Wie aus dem Bericht zum Unterrichtsausfall und Vertretungsunterricht weiter hervorgeht, lag der Unterrichtsausfall an den staatlichen beruflichen Schulen im Schuljahr 2018/2019 bezogen auf das Stundensoll gemäß Stundentafel und ohne elementare Ereignisse mit 6,9 Prozent leicht über dem Niveau des Vorjahreszeitraums. Im Schuljahr 2017/2018 waren es 6,4 Prozent.
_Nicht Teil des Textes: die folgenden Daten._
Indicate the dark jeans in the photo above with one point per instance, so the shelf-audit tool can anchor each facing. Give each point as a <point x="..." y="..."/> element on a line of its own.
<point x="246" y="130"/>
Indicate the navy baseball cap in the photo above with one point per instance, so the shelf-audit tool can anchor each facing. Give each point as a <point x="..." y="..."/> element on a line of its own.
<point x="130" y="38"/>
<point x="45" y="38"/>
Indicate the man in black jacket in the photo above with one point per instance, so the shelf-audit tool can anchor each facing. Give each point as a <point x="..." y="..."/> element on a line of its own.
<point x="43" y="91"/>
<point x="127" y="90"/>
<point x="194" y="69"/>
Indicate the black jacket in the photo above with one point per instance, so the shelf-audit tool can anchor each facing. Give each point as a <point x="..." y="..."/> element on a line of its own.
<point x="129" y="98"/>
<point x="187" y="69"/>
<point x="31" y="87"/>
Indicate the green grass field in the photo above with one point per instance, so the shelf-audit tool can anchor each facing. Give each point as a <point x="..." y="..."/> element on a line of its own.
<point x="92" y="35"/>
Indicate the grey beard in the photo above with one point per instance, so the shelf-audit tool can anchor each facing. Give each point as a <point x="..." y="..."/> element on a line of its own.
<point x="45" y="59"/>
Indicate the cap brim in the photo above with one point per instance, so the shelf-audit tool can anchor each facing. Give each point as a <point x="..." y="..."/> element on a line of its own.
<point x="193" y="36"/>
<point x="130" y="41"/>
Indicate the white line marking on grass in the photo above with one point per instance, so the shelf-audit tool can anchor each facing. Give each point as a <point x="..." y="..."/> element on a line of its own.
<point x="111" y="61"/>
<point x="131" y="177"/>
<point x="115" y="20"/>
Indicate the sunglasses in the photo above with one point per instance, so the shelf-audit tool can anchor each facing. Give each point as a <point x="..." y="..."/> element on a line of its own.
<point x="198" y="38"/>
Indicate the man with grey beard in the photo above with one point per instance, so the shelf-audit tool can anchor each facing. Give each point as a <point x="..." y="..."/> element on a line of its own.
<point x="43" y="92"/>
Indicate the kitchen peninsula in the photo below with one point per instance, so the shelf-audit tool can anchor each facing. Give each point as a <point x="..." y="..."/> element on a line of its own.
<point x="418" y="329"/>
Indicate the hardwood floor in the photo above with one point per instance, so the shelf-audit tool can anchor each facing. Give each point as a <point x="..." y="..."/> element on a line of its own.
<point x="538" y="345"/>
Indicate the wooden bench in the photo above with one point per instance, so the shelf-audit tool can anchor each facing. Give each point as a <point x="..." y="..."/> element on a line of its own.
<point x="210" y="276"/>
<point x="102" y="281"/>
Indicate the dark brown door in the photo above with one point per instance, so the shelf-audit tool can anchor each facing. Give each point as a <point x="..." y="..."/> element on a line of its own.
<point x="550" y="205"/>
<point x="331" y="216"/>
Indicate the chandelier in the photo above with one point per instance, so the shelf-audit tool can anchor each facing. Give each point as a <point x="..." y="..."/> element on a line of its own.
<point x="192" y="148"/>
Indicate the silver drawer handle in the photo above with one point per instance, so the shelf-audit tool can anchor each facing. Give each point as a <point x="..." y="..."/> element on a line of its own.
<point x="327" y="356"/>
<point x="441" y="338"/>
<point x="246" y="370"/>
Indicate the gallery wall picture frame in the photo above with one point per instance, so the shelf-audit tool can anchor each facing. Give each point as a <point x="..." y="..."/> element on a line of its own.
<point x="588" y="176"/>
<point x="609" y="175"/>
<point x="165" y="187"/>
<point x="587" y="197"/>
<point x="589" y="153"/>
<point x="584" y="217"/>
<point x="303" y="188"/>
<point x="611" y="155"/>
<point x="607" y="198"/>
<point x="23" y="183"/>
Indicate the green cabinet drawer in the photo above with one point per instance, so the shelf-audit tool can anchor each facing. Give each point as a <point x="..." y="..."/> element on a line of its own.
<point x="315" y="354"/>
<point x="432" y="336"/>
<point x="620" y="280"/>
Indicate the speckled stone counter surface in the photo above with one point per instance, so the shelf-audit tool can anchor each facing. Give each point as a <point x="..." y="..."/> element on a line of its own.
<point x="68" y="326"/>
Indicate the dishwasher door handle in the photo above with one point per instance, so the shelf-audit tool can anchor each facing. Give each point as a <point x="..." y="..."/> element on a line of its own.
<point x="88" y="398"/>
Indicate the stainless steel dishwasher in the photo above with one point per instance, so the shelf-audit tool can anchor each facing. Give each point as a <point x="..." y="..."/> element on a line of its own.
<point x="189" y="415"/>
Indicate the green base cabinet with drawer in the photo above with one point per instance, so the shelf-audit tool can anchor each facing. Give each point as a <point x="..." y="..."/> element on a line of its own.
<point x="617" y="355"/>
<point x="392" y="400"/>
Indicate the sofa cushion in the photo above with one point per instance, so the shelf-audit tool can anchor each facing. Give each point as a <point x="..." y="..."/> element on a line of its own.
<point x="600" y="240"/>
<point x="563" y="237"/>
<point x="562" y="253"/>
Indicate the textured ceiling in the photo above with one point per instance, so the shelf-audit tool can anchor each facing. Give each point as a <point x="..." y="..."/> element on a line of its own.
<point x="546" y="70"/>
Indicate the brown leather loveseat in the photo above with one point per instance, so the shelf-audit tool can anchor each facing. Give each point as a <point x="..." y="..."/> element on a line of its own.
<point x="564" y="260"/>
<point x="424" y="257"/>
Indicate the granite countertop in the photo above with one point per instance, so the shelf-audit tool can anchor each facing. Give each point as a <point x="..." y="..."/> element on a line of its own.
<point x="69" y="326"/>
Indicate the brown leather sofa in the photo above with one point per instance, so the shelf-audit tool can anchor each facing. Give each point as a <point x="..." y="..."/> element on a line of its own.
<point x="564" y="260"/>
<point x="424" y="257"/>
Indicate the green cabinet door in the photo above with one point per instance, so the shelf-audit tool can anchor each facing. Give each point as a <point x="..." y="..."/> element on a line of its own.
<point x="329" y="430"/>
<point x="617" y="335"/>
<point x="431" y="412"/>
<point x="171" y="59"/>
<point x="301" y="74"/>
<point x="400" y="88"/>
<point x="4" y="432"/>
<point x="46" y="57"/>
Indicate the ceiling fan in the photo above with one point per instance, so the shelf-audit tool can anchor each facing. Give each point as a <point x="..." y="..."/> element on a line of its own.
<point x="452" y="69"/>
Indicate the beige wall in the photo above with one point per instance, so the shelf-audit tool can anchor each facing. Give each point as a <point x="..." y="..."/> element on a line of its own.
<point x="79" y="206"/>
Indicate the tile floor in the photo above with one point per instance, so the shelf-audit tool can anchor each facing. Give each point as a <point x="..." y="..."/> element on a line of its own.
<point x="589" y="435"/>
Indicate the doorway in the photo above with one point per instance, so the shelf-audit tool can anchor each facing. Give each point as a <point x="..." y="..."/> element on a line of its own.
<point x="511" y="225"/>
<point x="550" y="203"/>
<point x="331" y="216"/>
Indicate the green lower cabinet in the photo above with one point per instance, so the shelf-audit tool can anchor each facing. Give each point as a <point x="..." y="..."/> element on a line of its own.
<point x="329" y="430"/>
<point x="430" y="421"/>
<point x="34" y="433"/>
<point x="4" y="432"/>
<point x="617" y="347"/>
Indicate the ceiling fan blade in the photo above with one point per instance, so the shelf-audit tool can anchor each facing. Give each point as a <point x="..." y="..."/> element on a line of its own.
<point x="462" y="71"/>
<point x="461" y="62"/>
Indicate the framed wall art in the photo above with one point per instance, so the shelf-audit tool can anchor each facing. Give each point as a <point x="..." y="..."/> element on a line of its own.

In Folge des Lehrerstreiks fielen an beruflichen Schulen zum Beispiel 567 Unterrichtsstunden aus. An den beruflichen Schulen konnte im Schuljahr 2018/2019 insgesamt 86,4 Prozent des Unterrichts regulär erteilt werden.

„Große Chancen bietet auch die Digitalisierung“, führte die Bildungsministerin weiter aus. „Über eine landesweite eLearning-Plattform wollen wir digitale Unterrichtsmaterialien zur Verfügung stellen, mit denen Schülern lernen. Diese Lerninhalte stehen dann auch im Vertretungsfall zur Verfügung, so dass Vertretungslehrkräfte an den regulären Unterricht anknüpfen können“, so Martin.